As we go down, we can see a very, very large one here, and coming back up on the patient’s right side—this is the patient’s right side—coming back up we see another here. So, either one of these blood vessels would be very, very nice for a DIEP or deep inferior epigastric artery perforator flap because it’s a large vessel and has a very, very short course through the muscle so we can follow it. We follow it from this point as it emerges from the muscle into the fat as it emerges from the muscle into the fat, we follow it down as it goes into the muscle, and we follow it down as it goes to the undersurface of the muscle. At this point, it’s called the deep inferior epigastric, and you can see three, they look like circles. Each one of these represents a blood vessel and this is very typical. The deep inferior epigastric actually refers to both artery and its accompanying veins. Those veins are called venae comitantes. So, we have one artery and two vena comitans, and this is very typical throughout the body, usually in arteries accompanied by veins that sort of run alongside of it on either side of it.

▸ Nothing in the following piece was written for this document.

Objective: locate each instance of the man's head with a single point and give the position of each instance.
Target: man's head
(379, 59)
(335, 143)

So, coming down, down, down into the patient’s pelvis now, and we can start to see the blood vessels here, the venae comitantes and the deep inferior epigastric artery getting larger as it comes to its origin. Of course, we’re going backwards. The origin is here, which is the external iliac, and as it comes off of the external iliac it is the largest that it will ever be because then it starts to give off branches.

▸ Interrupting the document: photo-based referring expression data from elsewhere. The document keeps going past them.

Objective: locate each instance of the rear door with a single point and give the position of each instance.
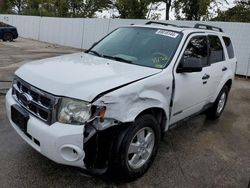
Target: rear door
(217, 62)
(191, 89)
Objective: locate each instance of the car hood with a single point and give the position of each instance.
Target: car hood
(81, 76)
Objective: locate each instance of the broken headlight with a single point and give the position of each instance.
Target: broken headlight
(73, 111)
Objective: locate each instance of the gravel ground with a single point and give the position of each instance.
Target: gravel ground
(198, 153)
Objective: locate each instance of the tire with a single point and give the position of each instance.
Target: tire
(139, 143)
(219, 105)
(8, 37)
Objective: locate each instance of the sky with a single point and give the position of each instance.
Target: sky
(161, 7)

We’re going to follow it up now back where we just were, and here it’s the deep inferior epigastric and its two vena comitans, the two deep inferior epigastric veins, and it is in a location underneath the rectus muscle, which we call the posterior rectus sheath. It’s underneath the rectus and it’s encased in a fibrous membrane called a rectus sheath. So, it’s within the sheath, and as we follow it up you can see it gives off various branches. We call those branches perforators, and here is the one that we ultimately did in fact select and use in this patient. You have your choice and there are a lot of different reasons to choose one blood vessel over another, which will be the topic of another discussion, but this is an excellent example of a very, very nice deep inferior epigastric artery perforator pedicle that was in fact used to carry this flap and make a new breast.
Of course, this is the midline here, and you can remember that we started out at the belly button. This is the fascia in between the two rectus muscles. So, there’s actually also a deep inferior epigastric on this side, which we can easily find, but it’s not as big as the one on the other side as you can see, and so the perforators are a little bit smaller. This side was also used as a deep inferior epigastric perforator flap for breast reconstruction, but since the right-hand side is so much better in terms of its quality I’ll just focus on teaching about that side for today.
Thank you very much. I hope this was helpful to you.